Going back to drives, I'm going to say that I have all my data on a spinning drive and all the other stuff on faster drives. I have a M.2 PCI drive for my boot up and programs and a SSD for the scratch disk. I would imagine a B550 board can handle another SATA SSD or spinning drive, data does not have to be super fast and the amount of storage available on a spinning drive vs price is great, just make sure you get a 7200RPM drive for fastest retrieval if you go that way.
Some other things - I'm running Windows 10 and without 2023 open it is running 6 Gb of memory. Turning 2023 on now has about 8 Gb memory without doing anything, I have seen RAW 20XX use a lot of memory when we clone, add layers and what not but haven't used 2023 enough to track its memory usage.

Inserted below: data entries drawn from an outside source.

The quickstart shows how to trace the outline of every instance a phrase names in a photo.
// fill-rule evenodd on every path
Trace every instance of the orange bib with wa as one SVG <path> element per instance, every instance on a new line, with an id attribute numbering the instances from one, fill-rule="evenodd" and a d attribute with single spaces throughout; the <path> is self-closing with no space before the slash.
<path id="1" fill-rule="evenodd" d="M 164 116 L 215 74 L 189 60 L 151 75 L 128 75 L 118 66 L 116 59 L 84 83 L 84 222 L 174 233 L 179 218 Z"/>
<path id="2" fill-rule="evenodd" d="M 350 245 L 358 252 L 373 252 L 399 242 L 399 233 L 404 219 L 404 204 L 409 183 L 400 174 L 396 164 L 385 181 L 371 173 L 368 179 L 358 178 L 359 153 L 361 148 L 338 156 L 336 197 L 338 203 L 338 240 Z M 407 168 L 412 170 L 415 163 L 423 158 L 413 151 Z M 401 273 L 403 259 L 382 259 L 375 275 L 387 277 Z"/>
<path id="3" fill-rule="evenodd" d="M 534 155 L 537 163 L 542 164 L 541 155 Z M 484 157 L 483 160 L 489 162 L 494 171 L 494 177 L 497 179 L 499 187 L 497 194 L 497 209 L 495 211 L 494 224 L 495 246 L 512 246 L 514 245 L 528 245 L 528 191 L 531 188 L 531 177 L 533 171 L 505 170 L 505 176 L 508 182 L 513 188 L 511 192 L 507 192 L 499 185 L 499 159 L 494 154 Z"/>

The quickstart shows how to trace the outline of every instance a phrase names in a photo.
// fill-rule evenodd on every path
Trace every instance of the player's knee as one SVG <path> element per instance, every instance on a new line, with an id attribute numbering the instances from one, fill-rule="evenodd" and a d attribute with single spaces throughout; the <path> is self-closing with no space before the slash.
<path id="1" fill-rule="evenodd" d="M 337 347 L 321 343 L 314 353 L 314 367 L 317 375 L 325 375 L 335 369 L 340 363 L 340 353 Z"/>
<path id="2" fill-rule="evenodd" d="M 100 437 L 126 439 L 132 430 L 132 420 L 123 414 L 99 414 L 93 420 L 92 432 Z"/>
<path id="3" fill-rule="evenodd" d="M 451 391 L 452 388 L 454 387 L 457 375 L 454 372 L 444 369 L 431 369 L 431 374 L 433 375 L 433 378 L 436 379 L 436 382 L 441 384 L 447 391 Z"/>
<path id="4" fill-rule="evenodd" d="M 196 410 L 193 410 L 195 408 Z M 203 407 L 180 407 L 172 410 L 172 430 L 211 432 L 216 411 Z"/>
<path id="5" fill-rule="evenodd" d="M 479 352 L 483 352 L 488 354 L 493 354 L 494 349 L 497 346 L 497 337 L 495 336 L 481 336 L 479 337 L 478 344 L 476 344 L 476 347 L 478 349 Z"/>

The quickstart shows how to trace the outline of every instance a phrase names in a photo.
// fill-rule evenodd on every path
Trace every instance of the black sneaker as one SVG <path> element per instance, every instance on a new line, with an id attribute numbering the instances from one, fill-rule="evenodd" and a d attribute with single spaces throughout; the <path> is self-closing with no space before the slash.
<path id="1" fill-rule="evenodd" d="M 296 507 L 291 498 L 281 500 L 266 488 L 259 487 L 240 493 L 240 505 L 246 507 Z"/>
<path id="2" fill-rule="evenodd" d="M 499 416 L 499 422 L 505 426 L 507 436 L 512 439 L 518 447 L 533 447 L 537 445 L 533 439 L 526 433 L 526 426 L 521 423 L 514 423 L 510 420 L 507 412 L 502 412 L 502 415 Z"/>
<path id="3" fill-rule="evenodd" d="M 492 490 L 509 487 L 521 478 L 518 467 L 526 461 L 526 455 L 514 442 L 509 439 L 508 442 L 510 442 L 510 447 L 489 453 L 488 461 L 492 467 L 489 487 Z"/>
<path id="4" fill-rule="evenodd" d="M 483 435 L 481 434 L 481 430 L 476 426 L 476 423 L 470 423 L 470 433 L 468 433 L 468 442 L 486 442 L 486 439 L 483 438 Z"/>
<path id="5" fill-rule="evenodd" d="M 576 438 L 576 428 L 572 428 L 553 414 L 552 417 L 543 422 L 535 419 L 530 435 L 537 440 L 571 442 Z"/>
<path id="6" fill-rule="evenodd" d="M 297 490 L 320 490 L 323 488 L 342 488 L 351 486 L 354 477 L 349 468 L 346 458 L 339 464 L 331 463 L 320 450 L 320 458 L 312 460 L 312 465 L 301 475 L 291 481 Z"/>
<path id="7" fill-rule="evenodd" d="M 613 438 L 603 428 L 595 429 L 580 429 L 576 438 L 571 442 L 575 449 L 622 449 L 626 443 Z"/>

I personally have gotten a huge file using a lot of layers that an earlier version on my computer with less memory couldn't handle. From what I've read/heard the GPU is really what crunches numbers for the computer and if I got it right the GPU memory is quicker than the system memory because of the way it is set up and handled. Something that is often not thought about - heat from the CPU/GPU. If it gets too hot it will throttle down to protect the chip. If I run Cinebench on my computer my CPU will get to 80 F and stay there without a GPU installed on it.

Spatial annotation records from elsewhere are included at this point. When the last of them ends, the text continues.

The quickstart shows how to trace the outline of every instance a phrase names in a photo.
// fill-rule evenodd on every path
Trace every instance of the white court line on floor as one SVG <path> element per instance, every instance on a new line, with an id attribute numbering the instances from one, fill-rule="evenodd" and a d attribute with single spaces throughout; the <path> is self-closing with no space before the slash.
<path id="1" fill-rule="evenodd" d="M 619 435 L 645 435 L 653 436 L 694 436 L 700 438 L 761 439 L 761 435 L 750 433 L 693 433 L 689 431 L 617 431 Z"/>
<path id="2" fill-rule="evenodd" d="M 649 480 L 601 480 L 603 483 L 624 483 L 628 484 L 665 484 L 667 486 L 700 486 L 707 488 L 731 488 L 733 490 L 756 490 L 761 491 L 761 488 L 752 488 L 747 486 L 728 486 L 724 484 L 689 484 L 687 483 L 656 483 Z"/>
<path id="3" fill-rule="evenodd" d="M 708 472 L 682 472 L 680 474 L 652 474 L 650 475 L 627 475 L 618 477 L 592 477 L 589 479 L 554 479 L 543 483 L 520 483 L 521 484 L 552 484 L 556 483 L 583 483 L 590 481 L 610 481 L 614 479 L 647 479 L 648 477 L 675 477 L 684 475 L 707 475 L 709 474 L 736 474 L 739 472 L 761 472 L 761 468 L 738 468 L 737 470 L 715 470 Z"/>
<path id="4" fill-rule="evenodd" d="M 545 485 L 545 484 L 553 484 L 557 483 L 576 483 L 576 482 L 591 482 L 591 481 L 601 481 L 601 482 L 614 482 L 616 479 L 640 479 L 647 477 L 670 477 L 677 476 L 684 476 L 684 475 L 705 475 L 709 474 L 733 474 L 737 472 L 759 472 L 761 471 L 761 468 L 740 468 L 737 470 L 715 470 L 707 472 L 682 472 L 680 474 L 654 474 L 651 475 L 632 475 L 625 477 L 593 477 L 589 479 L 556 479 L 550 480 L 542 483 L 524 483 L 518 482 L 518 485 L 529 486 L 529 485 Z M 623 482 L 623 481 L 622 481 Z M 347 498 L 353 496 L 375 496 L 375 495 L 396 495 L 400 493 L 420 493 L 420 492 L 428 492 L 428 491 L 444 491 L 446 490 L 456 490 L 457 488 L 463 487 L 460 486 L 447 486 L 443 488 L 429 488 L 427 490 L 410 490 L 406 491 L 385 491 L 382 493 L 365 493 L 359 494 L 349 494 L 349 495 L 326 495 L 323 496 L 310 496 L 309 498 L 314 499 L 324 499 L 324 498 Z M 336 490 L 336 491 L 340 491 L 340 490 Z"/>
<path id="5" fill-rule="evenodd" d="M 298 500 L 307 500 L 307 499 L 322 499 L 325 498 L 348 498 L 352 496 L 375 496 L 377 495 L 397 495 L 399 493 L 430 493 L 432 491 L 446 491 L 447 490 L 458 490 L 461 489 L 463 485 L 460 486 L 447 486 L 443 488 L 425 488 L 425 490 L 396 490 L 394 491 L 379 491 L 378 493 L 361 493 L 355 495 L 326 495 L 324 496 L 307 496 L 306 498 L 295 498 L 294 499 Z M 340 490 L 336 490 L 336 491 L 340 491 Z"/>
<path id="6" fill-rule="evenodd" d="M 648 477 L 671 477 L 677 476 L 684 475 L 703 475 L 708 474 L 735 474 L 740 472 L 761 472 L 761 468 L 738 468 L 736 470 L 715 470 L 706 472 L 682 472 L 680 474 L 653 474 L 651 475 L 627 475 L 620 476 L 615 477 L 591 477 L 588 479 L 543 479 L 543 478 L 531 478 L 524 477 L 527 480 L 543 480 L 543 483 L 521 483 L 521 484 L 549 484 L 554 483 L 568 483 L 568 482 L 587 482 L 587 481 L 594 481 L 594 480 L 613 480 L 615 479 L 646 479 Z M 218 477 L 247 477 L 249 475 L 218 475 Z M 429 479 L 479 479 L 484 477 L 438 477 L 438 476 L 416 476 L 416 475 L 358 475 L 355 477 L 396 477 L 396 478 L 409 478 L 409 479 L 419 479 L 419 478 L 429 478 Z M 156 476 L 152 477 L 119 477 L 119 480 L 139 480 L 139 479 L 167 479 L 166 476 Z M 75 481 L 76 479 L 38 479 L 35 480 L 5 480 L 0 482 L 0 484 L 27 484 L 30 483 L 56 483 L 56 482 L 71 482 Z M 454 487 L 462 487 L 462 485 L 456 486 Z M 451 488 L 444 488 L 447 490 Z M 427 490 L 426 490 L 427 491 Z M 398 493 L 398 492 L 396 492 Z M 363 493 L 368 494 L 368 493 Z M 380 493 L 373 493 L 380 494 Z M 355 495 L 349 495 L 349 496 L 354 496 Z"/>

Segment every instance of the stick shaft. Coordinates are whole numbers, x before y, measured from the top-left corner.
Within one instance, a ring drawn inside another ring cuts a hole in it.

If you don't have a lot of memory in the computer that may be the first place to look at. Going from 8 to 16 or more may be that's all you need. Having 16 and having the computer at 8 with 2023 open only leaves you with 8 more including video processing. If you are running 16 already, go to 80% VRAM in 2023 and see what happens. If you have enough memory and it still sluggish I would say then video card. I'm not thoroughly convinced a faster buss speed, going from PCI 3.0 to 4.0, is going to do much. Overclocking won't do much either.
I have a comment and it may seem off the wall but I am SO guilty of this myself ... how much money should we throw at a $80 program to have it work properly on our computer? Being guilty myself of this really has me thinking as to what happens when... I don't want to spend $1000 every few years for a computer to run a program. I bought this computer 2 years ago for a good amount, last Christmas I asked for 16 Gb of memory to get to 32Gb and I asked for a M.2 PCI drive because I had the slot. I really only surf the web, do some home spreadsheets and documents, watch some YouTube channels and do photography and out of that RAW was having issues with my last computer. I will say I am somewhat of a techie when it comes to computers but not super into it and I don't like spending money on computers that work great except for a single problem; but I did!
These are my thoughts, not sure if my logic make sense or not. I can say that on my old computer going from a 516 Mb to 2 Gb memory card did make a difference in the past and going from using 50% to 80% of VRAM on this computer made a difference in 2023.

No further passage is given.